Start by creating KPIs in both process areas and strategic areas. Consider campaign management as an example: Process KPIs could include campaign response rates; strategic KPIs could include revenue attribution to campaign and channel used, profitability of a campaign, or campaign ROI. For creative production:  a process KPI could be percentage decrease in time to market, while a strategic KPI could be the cost savings from creating operational efficiencies. Marketers should also have KPIs for lead management, creative production management, marketing fulfillment, and integrated planning and financial management.

But be careful what you measure, Collins warned. And always have a backup if your measurement isn’t working out as planned. Remember: Staff will do whatever it takes to meet the KPIs—even hang up on customers—especially if there’s financial incentive tied to it.

Collins recommends that marketers develop an analytics ascendancy model for marketing: start with descriptive (what happened), move to diagnostic (why), then on to predictive (what will happen), and finally, prescriptive (what, when, and why) analytics.
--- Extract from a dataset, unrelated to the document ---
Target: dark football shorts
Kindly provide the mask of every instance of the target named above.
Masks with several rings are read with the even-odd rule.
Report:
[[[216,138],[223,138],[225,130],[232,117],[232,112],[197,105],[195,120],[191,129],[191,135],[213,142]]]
As you move up, you increase marketing optimization, she said.

Additionally, when optimizing the marketing mix, Collins said to walk then run. First optimize for individuals (offers), then for campaigns (channels), and then across direct campaigns and channels (targeted campaigns), media used (media mix), and finally, resources (people and budgets).

Ultimately, marketers need to combine customer understanding, customer engagement, and delivering on their promises to do all this successfully—and become the chief marketing/accountability/revenue/ technology officer companies need today.